BFS Parent Nichol Alexander

BFS Parent Nichol Alexander

As though hearing the school’s technological call to action, Lower School parent Nichol Alexander made a generous $25,000 gift to BFS through his family foundation this academic year to support curricular innovation through technology. With the iPad roll-out in the lower school and the middle and upper school students’ fierce attachments to their Chromebooks, it couldn’t have come at a more fortuitous time.

With input from Greg and his staff, which includes Academic Technology Chair Liz Harnage and the technology Integrators, one of the first things the school did was to purchase two cutting edge MakerBot 3-D printers. Liz was a key decision maker in the discussions on how best to use Nichol’s gift to the school. “Nichol expressed a keen interest in developing the exposure our students get to innovative, hands-on technologies and the programming that governs them,” she said. “We decided to focus on various STEM or STEAM (Science, Technology, Engineering, Arts and Math) pursuits.”

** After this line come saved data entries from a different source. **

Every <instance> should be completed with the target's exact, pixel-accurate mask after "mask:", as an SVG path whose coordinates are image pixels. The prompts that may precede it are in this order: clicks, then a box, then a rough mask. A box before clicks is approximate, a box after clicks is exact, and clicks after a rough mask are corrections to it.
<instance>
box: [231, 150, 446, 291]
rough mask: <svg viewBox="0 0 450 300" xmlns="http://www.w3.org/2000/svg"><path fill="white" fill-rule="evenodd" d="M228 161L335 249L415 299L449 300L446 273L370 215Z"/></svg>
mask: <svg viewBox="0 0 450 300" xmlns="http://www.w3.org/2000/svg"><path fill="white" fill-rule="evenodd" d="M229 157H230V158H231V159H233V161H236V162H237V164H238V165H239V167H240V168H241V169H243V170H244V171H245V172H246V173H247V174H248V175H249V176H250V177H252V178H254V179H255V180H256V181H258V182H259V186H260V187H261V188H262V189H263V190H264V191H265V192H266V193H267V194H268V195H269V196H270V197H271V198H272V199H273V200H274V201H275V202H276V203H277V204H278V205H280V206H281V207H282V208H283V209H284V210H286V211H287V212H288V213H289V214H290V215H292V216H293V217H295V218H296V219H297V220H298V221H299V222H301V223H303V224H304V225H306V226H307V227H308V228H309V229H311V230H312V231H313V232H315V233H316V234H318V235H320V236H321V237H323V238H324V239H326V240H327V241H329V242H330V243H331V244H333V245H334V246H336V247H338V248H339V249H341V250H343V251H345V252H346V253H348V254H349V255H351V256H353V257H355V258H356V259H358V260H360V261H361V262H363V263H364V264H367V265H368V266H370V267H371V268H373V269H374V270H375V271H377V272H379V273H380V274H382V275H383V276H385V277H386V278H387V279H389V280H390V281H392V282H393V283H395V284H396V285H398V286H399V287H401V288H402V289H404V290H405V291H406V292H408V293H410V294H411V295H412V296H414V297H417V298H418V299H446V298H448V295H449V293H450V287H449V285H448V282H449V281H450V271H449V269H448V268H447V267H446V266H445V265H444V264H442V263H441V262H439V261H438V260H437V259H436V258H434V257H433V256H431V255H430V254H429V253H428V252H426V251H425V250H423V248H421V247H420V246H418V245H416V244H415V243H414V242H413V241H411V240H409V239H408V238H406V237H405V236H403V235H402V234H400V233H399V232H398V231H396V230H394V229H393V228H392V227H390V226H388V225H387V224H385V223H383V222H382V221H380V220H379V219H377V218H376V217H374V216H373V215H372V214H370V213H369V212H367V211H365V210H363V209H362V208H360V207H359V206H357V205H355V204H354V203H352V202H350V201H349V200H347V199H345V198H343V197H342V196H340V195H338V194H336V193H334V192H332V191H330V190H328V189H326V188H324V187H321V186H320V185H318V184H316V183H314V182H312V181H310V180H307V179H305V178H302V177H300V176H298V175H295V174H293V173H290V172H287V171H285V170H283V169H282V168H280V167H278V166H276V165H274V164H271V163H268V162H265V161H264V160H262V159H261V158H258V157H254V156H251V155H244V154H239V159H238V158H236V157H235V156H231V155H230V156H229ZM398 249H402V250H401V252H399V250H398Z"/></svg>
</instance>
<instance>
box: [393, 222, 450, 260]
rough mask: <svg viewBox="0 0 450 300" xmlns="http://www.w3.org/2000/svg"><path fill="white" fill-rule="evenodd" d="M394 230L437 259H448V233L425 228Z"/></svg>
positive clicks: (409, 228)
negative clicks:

Liz stressed that aside from the two 3-D printers and related hardware accessories and design software, the funds were used to purchase LEGO Education WeDo software, as well as robotics kits, circuit kits and electronics kits.  “Nichol’s gift helped expedite our students’ access to some of these advanced technologies for which we are truly grateful,” she said. “The future of technology at BFS is very bright.”